Я снарядил отца Федора с письмом к львовскому магистрату, требуя выкупа в двести тысяч червонцев для удовлетворения орды, пришедшей с калгой-султаном, Тугай-беем и Пин-агой. В городе уже не было денег, все захватил Вишневецкий со своими пилявецкими беглецами, едва насчитали 16 тысяч золотых. Вот тогда просить за Львов прибыл в Лисенцы мой бывший учитель риторики из иезуитской коллегии отец Андрей Мокрский.
Удивительно, как года стирают возраст! Тогда, много лет назад, для нас, недорослых, отец Мокрский казался чуть ли не стариком, а теперь получалось, что он чуть ли не ровесник мой. То ли отцы иезуиты овладели уже и тайной молодости, как овладели они всеми тайнами душ и мира? Когда восемь лет назад выпустили они к столетию своего ордена книгу "Картины первого века Товарищества Иисусова", то взяли к ней эпиграфом слова Исайи: "Цари и царицы лицом до земли будут кланяться тебе. Ты будешь насыщаться молоком народа и грудь царскую сосать будешь. И народ твой навеки унаследует землю".

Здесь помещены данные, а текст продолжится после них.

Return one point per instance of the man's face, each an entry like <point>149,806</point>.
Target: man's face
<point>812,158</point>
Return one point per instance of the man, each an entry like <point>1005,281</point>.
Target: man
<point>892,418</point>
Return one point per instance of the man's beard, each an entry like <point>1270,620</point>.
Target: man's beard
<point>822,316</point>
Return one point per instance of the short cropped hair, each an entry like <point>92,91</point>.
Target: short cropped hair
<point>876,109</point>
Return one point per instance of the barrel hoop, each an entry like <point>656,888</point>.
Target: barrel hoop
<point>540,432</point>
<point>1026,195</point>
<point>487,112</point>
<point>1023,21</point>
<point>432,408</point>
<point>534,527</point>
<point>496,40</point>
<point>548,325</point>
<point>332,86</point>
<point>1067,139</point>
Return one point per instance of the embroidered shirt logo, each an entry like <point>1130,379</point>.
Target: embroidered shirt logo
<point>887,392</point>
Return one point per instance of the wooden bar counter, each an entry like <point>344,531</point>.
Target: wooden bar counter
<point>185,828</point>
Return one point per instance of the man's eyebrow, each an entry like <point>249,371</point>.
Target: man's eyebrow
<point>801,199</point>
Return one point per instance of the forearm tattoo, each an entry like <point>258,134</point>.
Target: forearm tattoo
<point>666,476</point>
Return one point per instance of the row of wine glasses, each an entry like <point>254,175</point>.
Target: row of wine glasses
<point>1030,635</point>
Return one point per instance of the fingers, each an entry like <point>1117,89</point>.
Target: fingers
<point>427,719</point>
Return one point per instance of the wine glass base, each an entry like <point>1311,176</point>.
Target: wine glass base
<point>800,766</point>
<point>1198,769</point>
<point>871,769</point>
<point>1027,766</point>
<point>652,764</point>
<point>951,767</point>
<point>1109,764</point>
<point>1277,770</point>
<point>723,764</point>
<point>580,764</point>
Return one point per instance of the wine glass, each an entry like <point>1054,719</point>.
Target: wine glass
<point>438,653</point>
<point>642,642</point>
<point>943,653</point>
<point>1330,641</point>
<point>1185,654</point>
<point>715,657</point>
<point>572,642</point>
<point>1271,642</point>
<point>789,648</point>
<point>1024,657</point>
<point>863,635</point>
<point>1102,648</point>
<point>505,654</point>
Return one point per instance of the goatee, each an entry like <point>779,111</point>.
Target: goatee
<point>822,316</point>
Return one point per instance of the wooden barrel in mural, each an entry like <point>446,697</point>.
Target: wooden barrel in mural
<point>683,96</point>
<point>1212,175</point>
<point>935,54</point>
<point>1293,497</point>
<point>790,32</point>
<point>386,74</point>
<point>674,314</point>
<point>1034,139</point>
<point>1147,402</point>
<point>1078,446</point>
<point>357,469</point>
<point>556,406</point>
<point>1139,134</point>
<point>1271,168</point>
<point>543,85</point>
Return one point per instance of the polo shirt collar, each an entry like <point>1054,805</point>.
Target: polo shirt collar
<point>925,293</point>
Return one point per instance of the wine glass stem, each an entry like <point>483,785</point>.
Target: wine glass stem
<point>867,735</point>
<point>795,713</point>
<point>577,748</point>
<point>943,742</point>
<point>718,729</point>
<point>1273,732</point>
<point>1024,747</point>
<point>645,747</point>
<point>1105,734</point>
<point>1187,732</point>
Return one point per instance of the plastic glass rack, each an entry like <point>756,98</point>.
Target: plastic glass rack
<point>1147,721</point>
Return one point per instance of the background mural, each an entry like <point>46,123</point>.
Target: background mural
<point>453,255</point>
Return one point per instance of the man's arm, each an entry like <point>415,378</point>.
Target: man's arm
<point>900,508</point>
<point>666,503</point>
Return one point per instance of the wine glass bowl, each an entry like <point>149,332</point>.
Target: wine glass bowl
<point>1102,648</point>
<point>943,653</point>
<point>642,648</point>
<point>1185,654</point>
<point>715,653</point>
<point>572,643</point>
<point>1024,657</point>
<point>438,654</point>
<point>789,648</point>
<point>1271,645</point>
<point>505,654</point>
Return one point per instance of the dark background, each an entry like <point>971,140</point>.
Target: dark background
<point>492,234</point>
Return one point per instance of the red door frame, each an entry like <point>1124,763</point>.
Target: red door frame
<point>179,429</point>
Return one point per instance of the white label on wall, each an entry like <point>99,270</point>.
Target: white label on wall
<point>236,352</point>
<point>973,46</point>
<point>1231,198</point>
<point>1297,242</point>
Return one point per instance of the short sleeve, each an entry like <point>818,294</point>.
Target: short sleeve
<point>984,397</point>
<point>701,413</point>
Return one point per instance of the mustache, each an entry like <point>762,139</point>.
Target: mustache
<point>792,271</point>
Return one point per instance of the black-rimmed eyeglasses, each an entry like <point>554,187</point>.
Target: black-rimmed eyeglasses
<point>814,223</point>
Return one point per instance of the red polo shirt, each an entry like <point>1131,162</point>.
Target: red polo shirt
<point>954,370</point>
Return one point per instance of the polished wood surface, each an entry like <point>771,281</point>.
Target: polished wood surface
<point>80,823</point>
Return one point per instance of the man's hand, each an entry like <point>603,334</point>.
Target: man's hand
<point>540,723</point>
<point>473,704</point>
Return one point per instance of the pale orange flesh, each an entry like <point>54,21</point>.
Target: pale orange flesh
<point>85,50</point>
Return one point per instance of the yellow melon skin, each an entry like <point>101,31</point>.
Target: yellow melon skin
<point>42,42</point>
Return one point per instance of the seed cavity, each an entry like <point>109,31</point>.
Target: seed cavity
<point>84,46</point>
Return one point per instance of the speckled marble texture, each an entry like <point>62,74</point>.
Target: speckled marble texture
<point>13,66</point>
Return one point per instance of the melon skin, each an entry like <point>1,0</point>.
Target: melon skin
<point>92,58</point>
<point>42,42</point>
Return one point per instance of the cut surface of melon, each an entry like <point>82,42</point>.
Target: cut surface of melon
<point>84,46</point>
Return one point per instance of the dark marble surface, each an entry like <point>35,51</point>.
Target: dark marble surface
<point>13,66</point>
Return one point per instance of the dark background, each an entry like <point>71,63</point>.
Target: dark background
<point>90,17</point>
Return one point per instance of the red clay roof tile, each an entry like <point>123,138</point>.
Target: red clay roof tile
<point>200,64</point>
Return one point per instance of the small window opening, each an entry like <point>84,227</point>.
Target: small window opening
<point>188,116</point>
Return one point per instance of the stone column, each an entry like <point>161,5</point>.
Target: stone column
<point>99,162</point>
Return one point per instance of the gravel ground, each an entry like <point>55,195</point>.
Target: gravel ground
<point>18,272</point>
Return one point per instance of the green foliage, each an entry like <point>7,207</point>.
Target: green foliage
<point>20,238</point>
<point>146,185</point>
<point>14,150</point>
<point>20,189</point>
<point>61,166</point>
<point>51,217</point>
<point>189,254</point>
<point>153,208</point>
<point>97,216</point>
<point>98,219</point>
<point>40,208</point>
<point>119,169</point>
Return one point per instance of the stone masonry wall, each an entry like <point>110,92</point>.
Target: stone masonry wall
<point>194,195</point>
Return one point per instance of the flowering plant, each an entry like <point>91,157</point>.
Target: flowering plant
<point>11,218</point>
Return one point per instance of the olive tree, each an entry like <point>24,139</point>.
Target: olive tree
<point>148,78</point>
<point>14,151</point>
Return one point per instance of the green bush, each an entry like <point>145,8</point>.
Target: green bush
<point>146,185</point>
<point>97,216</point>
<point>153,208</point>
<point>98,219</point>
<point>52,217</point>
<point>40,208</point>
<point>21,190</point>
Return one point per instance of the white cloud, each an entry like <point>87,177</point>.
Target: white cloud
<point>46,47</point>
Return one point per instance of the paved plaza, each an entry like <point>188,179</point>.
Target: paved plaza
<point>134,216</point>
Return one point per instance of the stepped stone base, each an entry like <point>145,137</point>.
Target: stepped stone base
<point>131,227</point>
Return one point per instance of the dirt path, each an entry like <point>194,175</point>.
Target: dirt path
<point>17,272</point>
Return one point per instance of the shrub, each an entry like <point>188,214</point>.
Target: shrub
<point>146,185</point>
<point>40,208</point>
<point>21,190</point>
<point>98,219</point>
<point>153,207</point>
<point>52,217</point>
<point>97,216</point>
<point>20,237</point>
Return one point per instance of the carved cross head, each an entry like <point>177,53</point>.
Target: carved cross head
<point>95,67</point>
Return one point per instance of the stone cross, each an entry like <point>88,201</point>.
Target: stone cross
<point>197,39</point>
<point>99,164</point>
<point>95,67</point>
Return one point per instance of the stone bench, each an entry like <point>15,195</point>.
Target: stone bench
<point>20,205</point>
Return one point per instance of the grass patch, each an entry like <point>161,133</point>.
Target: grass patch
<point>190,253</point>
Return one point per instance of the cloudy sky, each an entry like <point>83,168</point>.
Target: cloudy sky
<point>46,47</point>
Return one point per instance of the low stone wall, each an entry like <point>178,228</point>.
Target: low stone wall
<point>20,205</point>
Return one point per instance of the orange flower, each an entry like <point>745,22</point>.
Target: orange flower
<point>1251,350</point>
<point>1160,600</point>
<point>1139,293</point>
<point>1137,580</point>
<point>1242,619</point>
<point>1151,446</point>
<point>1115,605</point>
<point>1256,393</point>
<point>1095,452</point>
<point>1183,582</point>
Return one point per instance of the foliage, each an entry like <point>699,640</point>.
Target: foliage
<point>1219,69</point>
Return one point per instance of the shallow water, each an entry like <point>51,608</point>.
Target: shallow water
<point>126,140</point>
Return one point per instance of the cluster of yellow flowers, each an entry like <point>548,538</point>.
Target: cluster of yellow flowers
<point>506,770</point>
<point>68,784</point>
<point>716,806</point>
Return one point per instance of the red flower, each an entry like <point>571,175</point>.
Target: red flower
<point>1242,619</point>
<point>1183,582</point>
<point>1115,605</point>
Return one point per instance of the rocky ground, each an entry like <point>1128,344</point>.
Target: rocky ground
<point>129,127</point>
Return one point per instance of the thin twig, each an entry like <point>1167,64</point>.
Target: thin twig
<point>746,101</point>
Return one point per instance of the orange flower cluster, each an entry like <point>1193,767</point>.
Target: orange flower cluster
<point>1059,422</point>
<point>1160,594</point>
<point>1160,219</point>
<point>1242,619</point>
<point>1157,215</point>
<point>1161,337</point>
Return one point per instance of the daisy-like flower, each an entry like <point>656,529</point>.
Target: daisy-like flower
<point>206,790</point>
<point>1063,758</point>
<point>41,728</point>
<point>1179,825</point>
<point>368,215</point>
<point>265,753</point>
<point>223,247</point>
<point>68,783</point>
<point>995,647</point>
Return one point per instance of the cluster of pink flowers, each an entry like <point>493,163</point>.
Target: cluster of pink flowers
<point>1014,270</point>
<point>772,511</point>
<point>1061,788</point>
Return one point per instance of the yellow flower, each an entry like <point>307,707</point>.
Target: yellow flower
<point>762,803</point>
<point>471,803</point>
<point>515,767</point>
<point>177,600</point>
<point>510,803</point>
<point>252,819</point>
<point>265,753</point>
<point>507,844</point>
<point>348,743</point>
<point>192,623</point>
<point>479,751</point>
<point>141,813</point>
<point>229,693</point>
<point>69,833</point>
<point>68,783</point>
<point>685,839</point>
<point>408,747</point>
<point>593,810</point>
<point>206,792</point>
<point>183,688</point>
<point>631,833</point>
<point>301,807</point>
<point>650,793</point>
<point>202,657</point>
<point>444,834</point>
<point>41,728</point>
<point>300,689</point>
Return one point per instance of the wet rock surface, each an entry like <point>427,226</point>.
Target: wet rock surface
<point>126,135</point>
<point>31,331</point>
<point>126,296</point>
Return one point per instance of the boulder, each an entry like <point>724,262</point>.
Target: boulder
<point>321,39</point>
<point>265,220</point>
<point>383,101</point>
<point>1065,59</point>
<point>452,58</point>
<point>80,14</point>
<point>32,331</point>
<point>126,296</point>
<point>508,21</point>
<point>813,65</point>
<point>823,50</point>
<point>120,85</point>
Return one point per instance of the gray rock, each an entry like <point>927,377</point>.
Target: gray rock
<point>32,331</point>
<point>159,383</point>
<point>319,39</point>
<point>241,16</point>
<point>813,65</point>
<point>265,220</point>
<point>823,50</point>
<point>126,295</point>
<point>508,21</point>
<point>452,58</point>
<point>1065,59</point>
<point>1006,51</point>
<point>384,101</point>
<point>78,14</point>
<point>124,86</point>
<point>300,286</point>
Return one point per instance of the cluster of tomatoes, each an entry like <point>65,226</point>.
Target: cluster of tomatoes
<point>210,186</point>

Об отце Мокрском у меня были не самые плохие воспоминания. Разумеется, он заставлял тогда нас учить тексты Квинтилиана и Августина, однако, зная, что скукой сердец не завоюешь, знакомил с великими язычниками: Цицероном, Горацием, Сенекой, даже с Овидием. Наверное, за эти годы Мокрский стал уже профессором четырех обетов (тогда еще был лишь духовным коадъютором), ибо члены ордена твердо придерживались своего девиза "Amplius! Amplius!" "Дальше, дальше!". За своими учениками они следили всю жизнь, радовались за них даже тогда, когда не удавалось обратить в свою веру, ибо все равно считали, что сумма успехов в мире величина постоянная, потому-то воспользоваться ими могут только мудрые и ловкие, а себя они причисляли к самым мудрым.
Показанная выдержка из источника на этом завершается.